La reconnaissance par le gouvernement de ces problématiques a permis d’ouvrir le dialogue sur les évaluations sensibles au genre. Une réunion des agences d’évaluation et des agences de mise en œuvre du Programme d’appui à la formation et à l’emploi pour les femmes (STEP) a été organisée en mai 2011 pour la première fois depuis le début du programme en 1986. Grâce à un processus de transparence renforcé, de nombreux développement sont possibles. Ce fut le cas de certaines femmes qui ont combattu des discriminations basées sur le genre grâce à la loi sur le droit à l’information.

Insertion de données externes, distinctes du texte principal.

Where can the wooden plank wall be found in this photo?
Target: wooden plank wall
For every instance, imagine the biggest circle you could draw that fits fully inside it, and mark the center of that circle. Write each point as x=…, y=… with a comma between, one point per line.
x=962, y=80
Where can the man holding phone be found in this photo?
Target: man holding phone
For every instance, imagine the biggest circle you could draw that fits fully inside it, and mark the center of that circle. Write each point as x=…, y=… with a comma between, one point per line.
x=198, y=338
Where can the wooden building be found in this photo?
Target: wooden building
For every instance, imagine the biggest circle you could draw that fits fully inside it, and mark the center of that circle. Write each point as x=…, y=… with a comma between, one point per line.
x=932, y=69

L’importance du renforcement des capacités d’évaluation en Inde

De nombreux évaluateurs internationaux et de nombreuses évaluatrices internationales sont aujourd’hui présent-e-s en Inde. Cependant, un grand nombre d’évaluateurs et d’évaluatrices  estime que la capacité d’évaluation locale est faible, ce qui signifie que même si davantage d’évaluations sont commandées localement, la qualité des prestations réalisées n’est pas à la hauteur.

Les partisan-e-s de l’évaluation sensible au genre considèrent l’évaluation comme une activité politique et l’utilisent dans un processus de changement. Du fait d’une forte attention sur l’évaluation féministe, une consultation sur le genre et l’évaluation participative a été organisée par l’ISST en août 2010 à New Delhi. Il existe jusqu’alors peu d’écrits sur les outils et les méthodologies qui permettent des pratiques en matière de genre ou qui permettent d’analyser les différences entre une évaluation sensible au genre et une qui ne l’est pas.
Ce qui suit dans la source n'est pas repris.